New financial instruments are needed to pull through investment coming from the public and the private sectors in basic science and early stage development, in order to incentivise the development of vaccines and drugs.
The EU did succeed in mobilising €1 billion for vaccines and therapeutics when COVID-19 happened, using a variety of financial tools, including through EIB loans to the German biotech firm BioNTech to co-develop its COVID-19 vaccine with US pharma Pfizer, noted Signe Ratso, acting director general of RTG DG at the European Commission.
“[This] confirmed what we already knew, that planning and investing in research and innovation before a crisis occurs, is crucial to be able to respond to health threats rapidly and effectively," Ratso said.

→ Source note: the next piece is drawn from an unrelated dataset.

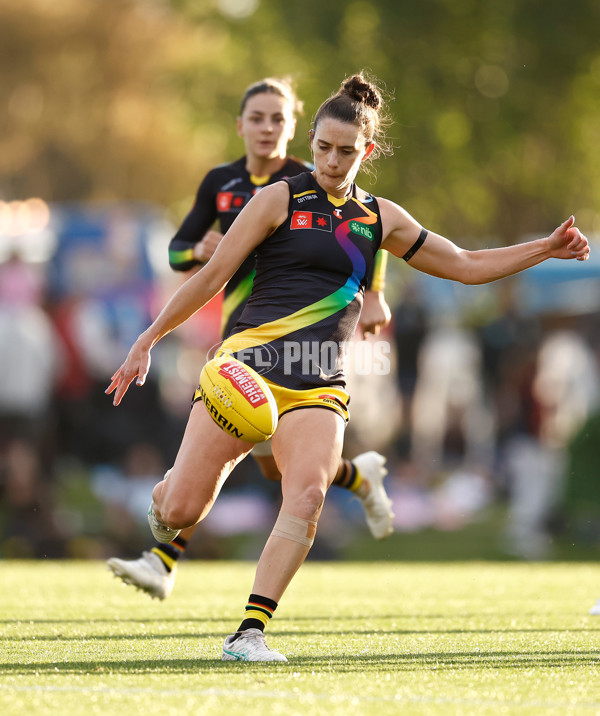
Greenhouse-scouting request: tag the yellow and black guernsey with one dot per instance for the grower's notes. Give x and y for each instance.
(223, 193)
(308, 290)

To build on this, the EU is directing money in Horizon Europe and through partnerships and other initiatives, to research in this area. [We will] continue to invest in infectious disease R&I, ensuring that when the next pandemic hits, we have the methods and tools to tackle it," said Ratso.
Fixing broken markets
In addition to funding for R&D, there are moves to create incentives that will draw private sector money into areas that are not commercially attractive. A prime example is in setting up reimbursement schemes that guarantee companies which develop new antibiotics will get a return on their investment, whilst limiting the use of their products to slow the development of antimicrobial resistance.

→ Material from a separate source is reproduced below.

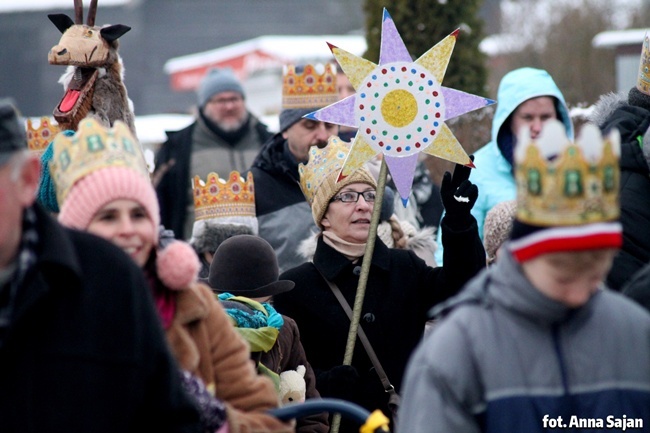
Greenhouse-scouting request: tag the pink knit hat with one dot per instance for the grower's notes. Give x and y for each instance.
(92, 192)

Such schemes are being trialled in Sweden and the UK, Farrar noted.
A similar idea is to use government or foundation money to fund market entry rewards for new antibiotics, vaccines and other qualifying treatments that meet specific predetermined criteria to address a defined public health need.
"We can be successful if we pull our resources together,” said Laura Piovesan, deputy director general of the projects directorate at the EIB. “We have all learnings from pandemics, and now it's our duty to leverage these and maintain the momentum […] to drive better investment to combat diseases," she said.